# Is Insanity Normal??



## hercsmom (Jul 6, 2010)

Hi guys,

Not sure if this post belongs in behaviour, but it seemed most fitting.

This morning I was up a little earlier than usual, and I happened to catch Herc in his pre-dawn routine, which made him look like a crazy person! He was running full out on his wheel (which he never does in front of us, if we come into the room he stops). He would run for about a minute or 2, then hop off and do a lap around his cage. Then, he ran into his pigloo for about a minute and peeked out at us from under his blankie. He just kept repeating this pattern, run on the wheel, do a lap, peek out of pigloo.....back to the wheel, run run run....you guys get the idea. I watched him for about 15 minutes doing this (which I have to say was actually quite entertaining to watch). A couple of times he ran over to his tp tube and flipped it up in the air, like a little bull at a bullfight!

My question is this....Is this normal hedgie behaviour? He actually looked like he had lost his mind! Or, is he somehow bored and acting out? In his cage he has a wheel, a dig box with fleece strips to play in, a tp tube, little ferret tennis balls he loves to push around, and a clean empty pill bottle with the cap on he likes to push. Do I need to give him something more stimulating, or is this completely normal? Thanks guys! :lol:


----------



## Puffers315 (Apr 19, 2010)

From what I've observed from my own guys, seems pretty normal.

Hester when running on her wheel will jump off, run to her loft tube and go up, sometimes grab some kibble and maybe water, sometimes doesn't touch it and just goes back down and jumps back on the wheel, goes for a few minutes, jumps back off, goes and checks her house, goes and checks her food, back to the wheel, checks house, checks food, wheel, check house, check food, wheel and so forth.

Loki I've only observed via camera in the past week does roughly the same. Wheels, jumps off, does a lap around his cage (he cares not for the loft so he doesn't have one), back onto the wheel, jumps off, maybe grab some food or water (right there across from his wheel), back onto the wheel.

So I'd say its either normal or we have insane hedgehogs.


----------



## zorropirate (Aug 13, 2010)

... I think Herc is normal, as well this pretty much sums up Daisy some nights when I peek at her too. 

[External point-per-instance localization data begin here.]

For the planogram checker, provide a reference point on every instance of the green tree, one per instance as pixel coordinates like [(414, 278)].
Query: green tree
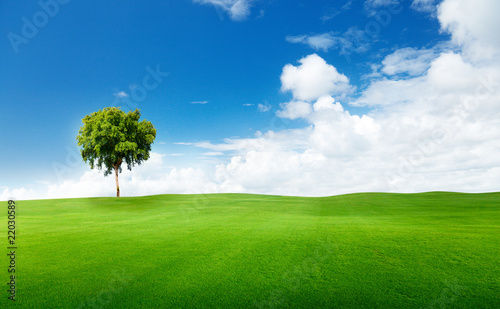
[(111, 137)]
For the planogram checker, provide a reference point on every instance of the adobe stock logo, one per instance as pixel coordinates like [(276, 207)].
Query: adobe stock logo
[(31, 27)]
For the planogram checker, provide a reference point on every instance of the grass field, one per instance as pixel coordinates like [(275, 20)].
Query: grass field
[(375, 250)]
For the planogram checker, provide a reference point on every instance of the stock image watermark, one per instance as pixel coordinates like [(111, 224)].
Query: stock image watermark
[(32, 26), (11, 248)]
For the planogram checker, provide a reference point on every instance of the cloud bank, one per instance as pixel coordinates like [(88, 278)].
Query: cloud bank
[(434, 124)]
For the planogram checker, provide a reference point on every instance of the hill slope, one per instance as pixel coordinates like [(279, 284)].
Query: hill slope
[(373, 250)]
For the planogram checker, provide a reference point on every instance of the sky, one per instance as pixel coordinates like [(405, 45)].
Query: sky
[(308, 98)]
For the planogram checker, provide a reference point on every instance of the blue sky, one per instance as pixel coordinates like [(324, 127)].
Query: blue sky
[(220, 84)]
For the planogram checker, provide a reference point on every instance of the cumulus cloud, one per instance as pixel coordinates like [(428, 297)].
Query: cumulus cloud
[(237, 9), (264, 107), (410, 61), (433, 124), (120, 94), (313, 78), (424, 5), (294, 110), (473, 26), (354, 40)]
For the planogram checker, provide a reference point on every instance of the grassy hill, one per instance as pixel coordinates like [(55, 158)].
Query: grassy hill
[(375, 250)]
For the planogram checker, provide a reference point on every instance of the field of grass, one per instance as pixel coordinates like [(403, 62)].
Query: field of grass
[(375, 250)]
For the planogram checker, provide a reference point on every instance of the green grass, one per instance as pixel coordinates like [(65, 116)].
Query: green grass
[(429, 250)]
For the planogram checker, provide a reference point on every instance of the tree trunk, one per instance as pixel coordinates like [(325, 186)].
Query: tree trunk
[(116, 178)]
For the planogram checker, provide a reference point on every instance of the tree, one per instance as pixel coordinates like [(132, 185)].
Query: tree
[(110, 137)]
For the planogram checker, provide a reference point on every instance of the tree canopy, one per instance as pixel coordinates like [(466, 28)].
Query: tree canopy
[(110, 137)]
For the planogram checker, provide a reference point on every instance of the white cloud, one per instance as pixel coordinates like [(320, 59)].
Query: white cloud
[(323, 41), (409, 61), (294, 110), (433, 124), (354, 40), (473, 25), (313, 78), (424, 5), (333, 12), (264, 107), (121, 94), (371, 6), (237, 9)]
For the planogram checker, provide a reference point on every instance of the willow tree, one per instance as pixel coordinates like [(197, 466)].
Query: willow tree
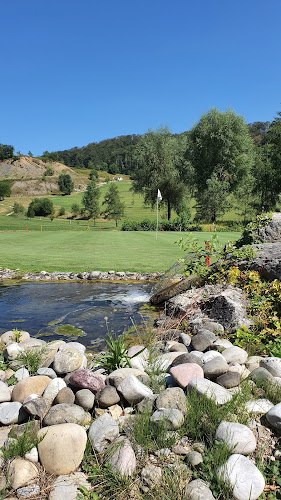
[(159, 157), (221, 151)]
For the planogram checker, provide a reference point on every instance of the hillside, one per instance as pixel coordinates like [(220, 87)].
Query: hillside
[(32, 177)]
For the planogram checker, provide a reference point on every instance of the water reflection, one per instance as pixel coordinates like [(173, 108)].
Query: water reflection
[(45, 306)]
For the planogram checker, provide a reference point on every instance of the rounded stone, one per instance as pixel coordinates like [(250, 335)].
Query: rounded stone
[(62, 448), (68, 360), (85, 398), (65, 395), (85, 379), (64, 413), (20, 472), (108, 396), (243, 476), (30, 385), (237, 436)]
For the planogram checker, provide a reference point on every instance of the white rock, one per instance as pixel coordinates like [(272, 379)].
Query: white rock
[(260, 406), (21, 373), (53, 389), (211, 390), (238, 436), (243, 476), (133, 389)]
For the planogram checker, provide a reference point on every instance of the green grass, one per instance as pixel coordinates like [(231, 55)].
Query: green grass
[(94, 250)]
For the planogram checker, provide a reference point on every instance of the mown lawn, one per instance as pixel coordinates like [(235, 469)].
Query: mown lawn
[(94, 250)]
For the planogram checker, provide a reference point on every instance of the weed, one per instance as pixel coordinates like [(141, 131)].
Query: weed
[(32, 360), (23, 443)]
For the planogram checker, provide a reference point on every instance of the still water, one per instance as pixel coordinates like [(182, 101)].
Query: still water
[(43, 307)]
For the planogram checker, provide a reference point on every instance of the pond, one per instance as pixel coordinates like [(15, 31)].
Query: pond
[(44, 309)]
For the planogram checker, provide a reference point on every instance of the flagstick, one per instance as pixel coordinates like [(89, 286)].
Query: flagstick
[(157, 219)]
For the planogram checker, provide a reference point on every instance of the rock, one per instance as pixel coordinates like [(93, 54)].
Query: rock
[(67, 361), (273, 365), (49, 372), (198, 490), (151, 477), (133, 390), (65, 395), (243, 476), (194, 458), (85, 379), (21, 374), (187, 358), (184, 338), (62, 448), (211, 390), (183, 374), (20, 472), (30, 385), (215, 367), (5, 394), (237, 436), (73, 345), (53, 388), (273, 416), (228, 308), (202, 340), (64, 413), (259, 406), (235, 354), (102, 432), (172, 417), (28, 491), (260, 375), (32, 455), (171, 398), (122, 457), (108, 396), (12, 413), (85, 398), (229, 380), (66, 487), (37, 407)]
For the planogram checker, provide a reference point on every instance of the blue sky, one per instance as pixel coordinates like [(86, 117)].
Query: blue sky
[(79, 71)]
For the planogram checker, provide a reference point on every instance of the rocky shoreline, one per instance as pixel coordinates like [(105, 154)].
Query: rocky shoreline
[(71, 399)]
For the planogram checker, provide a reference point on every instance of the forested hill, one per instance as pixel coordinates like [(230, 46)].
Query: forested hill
[(116, 155)]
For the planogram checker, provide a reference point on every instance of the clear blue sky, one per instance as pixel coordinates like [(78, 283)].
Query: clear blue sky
[(79, 71)]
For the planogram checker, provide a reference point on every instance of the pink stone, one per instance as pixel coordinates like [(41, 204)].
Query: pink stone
[(85, 379), (184, 373)]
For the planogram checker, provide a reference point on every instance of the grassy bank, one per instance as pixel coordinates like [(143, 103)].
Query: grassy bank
[(99, 250)]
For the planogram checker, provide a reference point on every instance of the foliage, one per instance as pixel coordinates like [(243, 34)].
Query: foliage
[(5, 189), (116, 356), (32, 360), (18, 208), (23, 443), (251, 232), (66, 184), (6, 151), (161, 165), (114, 207), (90, 200), (40, 206)]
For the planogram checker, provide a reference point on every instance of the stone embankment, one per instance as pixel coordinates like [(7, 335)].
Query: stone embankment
[(70, 276), (71, 399)]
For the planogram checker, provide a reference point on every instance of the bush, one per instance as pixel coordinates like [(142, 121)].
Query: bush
[(40, 206)]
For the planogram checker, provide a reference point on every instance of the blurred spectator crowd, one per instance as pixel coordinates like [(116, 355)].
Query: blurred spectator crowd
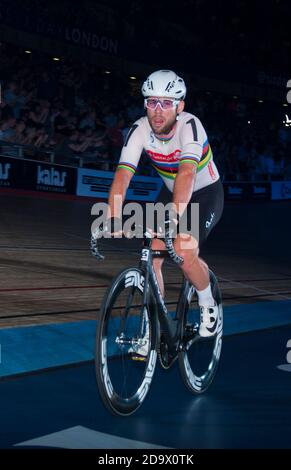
[(77, 114)]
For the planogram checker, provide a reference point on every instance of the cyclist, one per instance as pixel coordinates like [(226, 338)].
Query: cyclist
[(177, 145)]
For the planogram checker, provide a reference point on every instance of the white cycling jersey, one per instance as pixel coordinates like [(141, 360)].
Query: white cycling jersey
[(188, 144)]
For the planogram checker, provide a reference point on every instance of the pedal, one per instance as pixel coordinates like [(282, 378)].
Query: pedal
[(138, 358)]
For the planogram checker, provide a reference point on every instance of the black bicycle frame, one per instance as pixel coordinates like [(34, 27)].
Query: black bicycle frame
[(170, 327)]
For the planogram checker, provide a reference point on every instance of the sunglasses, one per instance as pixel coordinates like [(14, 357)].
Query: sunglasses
[(152, 103)]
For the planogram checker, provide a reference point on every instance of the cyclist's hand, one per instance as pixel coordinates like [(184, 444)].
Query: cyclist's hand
[(171, 223)]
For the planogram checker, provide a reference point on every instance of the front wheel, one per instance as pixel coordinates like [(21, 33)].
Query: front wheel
[(199, 357), (125, 345)]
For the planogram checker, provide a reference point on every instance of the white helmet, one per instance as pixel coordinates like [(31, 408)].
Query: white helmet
[(164, 83)]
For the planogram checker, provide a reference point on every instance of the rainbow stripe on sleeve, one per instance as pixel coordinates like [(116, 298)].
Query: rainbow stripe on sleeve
[(127, 166)]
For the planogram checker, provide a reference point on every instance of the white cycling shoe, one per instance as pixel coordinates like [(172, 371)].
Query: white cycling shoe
[(208, 321)]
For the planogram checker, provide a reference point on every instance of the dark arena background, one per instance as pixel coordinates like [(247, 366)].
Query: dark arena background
[(70, 75)]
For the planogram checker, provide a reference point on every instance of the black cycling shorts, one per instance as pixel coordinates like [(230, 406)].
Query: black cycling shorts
[(210, 200)]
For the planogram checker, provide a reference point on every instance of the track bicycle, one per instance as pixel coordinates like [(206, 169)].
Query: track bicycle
[(135, 329)]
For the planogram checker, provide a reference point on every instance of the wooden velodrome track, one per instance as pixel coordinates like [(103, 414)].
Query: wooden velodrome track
[(48, 274)]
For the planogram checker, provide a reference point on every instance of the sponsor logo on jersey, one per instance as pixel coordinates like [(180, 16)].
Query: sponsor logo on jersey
[(211, 171)]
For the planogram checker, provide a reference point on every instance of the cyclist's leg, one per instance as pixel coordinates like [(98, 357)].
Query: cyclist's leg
[(195, 269)]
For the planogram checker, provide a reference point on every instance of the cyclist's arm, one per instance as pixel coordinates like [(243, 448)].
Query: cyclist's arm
[(192, 138), (117, 192), (184, 185), (128, 162)]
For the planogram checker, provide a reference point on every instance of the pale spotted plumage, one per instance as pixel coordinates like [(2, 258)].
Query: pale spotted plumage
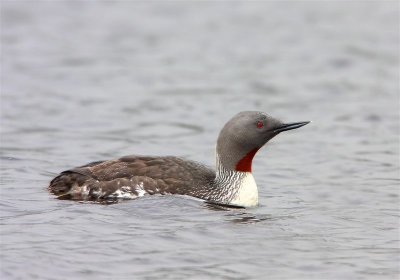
[(131, 177)]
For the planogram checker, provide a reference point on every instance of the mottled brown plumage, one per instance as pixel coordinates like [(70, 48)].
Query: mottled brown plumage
[(134, 176), (161, 175)]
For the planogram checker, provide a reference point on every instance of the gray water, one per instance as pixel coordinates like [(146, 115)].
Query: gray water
[(85, 81)]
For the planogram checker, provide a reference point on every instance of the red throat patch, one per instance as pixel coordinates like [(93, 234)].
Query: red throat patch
[(244, 165)]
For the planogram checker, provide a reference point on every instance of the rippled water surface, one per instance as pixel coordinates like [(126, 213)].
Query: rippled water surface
[(85, 81)]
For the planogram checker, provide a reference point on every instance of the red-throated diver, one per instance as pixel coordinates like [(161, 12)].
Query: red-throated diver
[(133, 176)]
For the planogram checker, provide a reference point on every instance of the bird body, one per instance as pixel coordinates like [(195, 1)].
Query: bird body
[(130, 177)]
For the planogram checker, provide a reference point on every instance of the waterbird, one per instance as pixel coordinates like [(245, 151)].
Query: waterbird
[(129, 177)]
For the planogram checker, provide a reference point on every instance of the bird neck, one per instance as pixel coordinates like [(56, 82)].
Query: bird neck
[(237, 187)]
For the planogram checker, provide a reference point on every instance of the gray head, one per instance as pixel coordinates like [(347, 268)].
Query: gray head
[(243, 135)]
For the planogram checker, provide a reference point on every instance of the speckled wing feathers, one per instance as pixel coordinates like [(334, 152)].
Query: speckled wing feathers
[(130, 177)]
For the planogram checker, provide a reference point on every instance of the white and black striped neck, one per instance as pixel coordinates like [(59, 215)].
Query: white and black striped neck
[(234, 187)]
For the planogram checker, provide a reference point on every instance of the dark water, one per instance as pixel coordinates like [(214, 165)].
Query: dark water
[(84, 81)]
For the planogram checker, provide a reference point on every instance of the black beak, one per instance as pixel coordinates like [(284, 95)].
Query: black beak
[(289, 126)]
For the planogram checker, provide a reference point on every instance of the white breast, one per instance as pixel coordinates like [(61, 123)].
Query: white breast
[(247, 195)]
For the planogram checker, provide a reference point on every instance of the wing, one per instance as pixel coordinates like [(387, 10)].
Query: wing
[(130, 177)]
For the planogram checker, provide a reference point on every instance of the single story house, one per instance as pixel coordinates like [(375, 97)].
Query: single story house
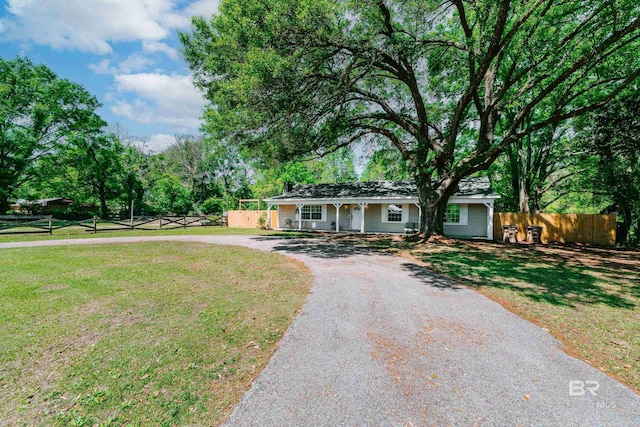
[(382, 207)]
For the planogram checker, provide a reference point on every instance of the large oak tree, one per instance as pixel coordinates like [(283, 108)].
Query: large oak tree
[(450, 83)]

Sometimes when I've woken her up in the afternoon she'll also run a lap, run on her wheel a bit, run through the tube, then eat, then.... well you get the idea, I think some hedgies are just active spazzy kooks!! Sometimes even my midget cat gets these absurd bursts of energy and runs about like a loon.


----------



## Sheryl (Sep 9, 2010)

I wish I knew if that was normal. I'd love to see what he's doing in there but Wilson freezes like a deer in the headlights if we interrupt his nightly activities.


----------



## LarryT (May 12, 2009)

My Xavier,Gambit and Emma do the same thing :lol: I would have to say it's normal behaviour for alot of hogs and nothing to worry about.


----------



## hercsmom (Jul 6, 2010)

Thanks everyone!

So it seems like all hedgies are a little insane, and that's the norm. Good to know! :lol:


----------



## Olympia (Aug 4, 2010)

:lol: My Zoé has those crazy energy outbursts too! Her cage is 2 sterilite bins connected by the short sides so she can run the entire length of the 2 bins. She`ll wheel a little, go in and out her playing tube, run to the other bin and check her house, food and water, then run back to the first bin around and behind her wheel and start again with the wheeling. She can do this for long minutes and she runs pretty fast and in a figure of 8 pattern when she transfers from one bin to the other. :lol: I was kind of worried the first time she did this because my other hedgie, Clémentine has never done anything remotely like that. She`s a really calm and dignified hedgehog.


----------